Cybersecurity Update 13-31 December 2025
- Melissa Hathaway

- 2 days ago
- 12 min read
United States of America
United States Approves First Round of Crypto-Focused Banks. On 12 December 2025, the Trump Administration approved plans to launch five new cryptocurrency-focused national banks, part of its push to give the industry broader access to the traditional financial system. Circle, Ripple, BitGo, Fidelity Digital Assets, and Paxos received approval on applications filed with the Office of the Comptroller of the Currency (OCC) to launch or convert to national trust banks, allowing them to operate under federal oversight for digital asset custody and related services, a move integrating crypto into the mainstream financial system. The federal banking system includes more than 1,000 national banks, federal savings associations, and federal branches of foreign banking organizations operating in the United States that range in size from 1,000 smaller community banks under $30 billion in assets focused on meeting local needs to the largest internationally active banks. These banking companies conduct a wide array of businesses that range from retail and wholesale banking activity to trust, credit card and other more narrowly focused services. The institutions that make up the federal banking system conduct approximately 67 percent of the banking activity in the United States, hold more than $17 trillion in assets combined and administer more than $85 trillion under their control. (OCC Press Release, WSJ)
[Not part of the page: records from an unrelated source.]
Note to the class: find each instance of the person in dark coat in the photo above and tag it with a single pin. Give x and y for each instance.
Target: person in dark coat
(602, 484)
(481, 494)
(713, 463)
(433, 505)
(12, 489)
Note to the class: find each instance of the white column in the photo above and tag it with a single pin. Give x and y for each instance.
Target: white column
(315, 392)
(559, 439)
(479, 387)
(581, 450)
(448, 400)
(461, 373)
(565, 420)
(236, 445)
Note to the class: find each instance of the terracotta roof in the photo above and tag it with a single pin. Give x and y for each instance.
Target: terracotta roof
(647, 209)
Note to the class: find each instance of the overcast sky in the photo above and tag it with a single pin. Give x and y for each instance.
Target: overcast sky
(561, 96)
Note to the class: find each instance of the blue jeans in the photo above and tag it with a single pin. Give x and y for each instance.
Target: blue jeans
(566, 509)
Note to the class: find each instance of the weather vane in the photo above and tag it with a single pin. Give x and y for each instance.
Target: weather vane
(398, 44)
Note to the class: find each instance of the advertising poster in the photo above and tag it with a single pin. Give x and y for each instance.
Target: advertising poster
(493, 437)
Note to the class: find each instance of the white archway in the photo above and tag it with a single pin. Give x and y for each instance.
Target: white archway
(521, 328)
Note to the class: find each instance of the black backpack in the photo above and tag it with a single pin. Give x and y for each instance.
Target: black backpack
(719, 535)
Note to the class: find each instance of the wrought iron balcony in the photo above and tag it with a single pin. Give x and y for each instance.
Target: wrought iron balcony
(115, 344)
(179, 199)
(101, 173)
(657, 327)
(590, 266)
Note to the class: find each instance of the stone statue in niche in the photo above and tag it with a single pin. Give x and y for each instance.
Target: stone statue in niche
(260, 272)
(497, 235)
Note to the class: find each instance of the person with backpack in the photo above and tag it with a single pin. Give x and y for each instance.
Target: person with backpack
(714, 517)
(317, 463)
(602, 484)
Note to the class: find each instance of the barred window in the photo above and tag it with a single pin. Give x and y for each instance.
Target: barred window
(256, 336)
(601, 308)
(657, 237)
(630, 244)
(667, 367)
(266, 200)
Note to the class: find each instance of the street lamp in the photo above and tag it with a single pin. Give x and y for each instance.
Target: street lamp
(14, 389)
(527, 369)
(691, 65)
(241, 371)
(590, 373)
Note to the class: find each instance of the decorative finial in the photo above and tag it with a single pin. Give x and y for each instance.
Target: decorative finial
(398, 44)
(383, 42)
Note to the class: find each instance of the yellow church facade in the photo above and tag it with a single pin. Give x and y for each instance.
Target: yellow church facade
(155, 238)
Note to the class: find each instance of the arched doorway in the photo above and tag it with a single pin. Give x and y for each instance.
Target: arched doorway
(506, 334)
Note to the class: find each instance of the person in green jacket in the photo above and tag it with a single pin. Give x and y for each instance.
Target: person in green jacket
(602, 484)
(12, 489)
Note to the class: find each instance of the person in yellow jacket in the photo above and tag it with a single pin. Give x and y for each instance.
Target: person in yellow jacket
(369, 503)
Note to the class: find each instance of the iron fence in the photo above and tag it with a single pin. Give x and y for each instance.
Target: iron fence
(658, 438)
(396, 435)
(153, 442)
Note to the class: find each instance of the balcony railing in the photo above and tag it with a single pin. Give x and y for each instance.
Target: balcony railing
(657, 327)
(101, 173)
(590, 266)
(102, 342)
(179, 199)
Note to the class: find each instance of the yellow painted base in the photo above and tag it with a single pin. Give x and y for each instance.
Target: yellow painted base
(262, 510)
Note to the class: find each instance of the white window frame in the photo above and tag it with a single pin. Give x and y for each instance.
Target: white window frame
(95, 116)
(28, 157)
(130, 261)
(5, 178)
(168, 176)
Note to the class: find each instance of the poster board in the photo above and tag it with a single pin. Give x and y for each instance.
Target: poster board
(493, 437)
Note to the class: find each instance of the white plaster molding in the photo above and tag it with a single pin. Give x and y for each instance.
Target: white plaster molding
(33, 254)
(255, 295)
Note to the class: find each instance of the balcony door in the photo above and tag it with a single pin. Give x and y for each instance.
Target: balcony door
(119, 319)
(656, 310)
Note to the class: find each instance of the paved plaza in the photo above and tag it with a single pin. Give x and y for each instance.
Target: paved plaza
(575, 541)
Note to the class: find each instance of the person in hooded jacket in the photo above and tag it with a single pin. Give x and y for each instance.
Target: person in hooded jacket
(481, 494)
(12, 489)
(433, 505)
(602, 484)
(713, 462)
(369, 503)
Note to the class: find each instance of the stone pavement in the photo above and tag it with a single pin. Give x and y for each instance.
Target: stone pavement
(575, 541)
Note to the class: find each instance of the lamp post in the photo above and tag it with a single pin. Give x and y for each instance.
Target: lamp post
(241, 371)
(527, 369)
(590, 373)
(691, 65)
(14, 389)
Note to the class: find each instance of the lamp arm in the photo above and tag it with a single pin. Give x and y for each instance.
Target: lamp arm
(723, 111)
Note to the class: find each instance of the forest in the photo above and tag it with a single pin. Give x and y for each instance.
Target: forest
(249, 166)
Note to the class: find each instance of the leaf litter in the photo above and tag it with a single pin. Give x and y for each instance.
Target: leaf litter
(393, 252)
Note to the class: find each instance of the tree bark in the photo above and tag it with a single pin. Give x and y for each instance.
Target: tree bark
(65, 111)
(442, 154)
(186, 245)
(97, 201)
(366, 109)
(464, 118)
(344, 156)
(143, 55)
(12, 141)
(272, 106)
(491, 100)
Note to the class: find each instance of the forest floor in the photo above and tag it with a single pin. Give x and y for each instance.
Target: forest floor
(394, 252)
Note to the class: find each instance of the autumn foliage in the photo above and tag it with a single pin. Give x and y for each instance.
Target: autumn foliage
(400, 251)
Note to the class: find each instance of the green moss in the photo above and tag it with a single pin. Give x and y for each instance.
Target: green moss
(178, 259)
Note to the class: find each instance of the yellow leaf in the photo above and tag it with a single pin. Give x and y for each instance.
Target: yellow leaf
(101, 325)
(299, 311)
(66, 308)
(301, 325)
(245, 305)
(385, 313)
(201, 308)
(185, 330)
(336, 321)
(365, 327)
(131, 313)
Proposed SEC Rule on AI. On 4 December 2025, an advisory committee of the U.S. Securities and Exchange Commission (SEC) voted to advance a recommendation that the agency issue guidance requiring issuers to disclose information about the impact of artificial intelligence (AI) on their companies. The IAC reviewed recent filings and academic analysis and concluded that, despite years of spending on AI, “markets are still looking for guidance” on the AI that firms are developing and deploying. Only 40% of the S&P 500 provide AI-related disclosures, and just 15% disclose information about board oversight of AI, while 60% of S&P 500 companies view AI as a material risk (with concerns spanning across cybersecurity, competition, and regulation, among others). The IAC endorsed a recommendation to establish the “initial scaffolding” of a disclosure framework: (1) Require that issuers define what they mean when they use the term “Artificial Intelligence”; (2) Disclose board oversight mechanisms, if any, for overseeing the deployment of AI at the firm; and (3) If material, issuers should report on how they are deploying AI and the effects of AI deployment on (a) internal business operations, and (b) consumer facing matters. (SEC Advisory Committee, CIO, Crowell, IAC Membership)
New York Establishes Laws for Frontier AI Models — RAISE ACT. On 19 December 2025. Govenor Kathy Hochul (NY) signed the RAISE Act into Law. The RAISE Act requires transparency, reporting by powerful frontier AI model developers for incidents of critical harm. New York and California are setting de facto safety rules for frontier AI companies in the U.S. as Congress struggles to settle on federal standards. “The agreed-upon chapter amendments to the RAISE Act (S6953B/A6453B) requires large AI developers to create and publish information about their safety protocols, and report incidents to the State within 72 hours of determining that an incident occurred. It also creates an oversight office within the Department of Financial Services that will assess large frontier developers and en able greater transparency.” Under the new law the Attorney General can bring civil actions against large frontier developers for the failure to submit required reporting or making false statements. Penalties are up to $1 million for the first violation and up to $3 million for subsequent violations. (NY Blog, Axios)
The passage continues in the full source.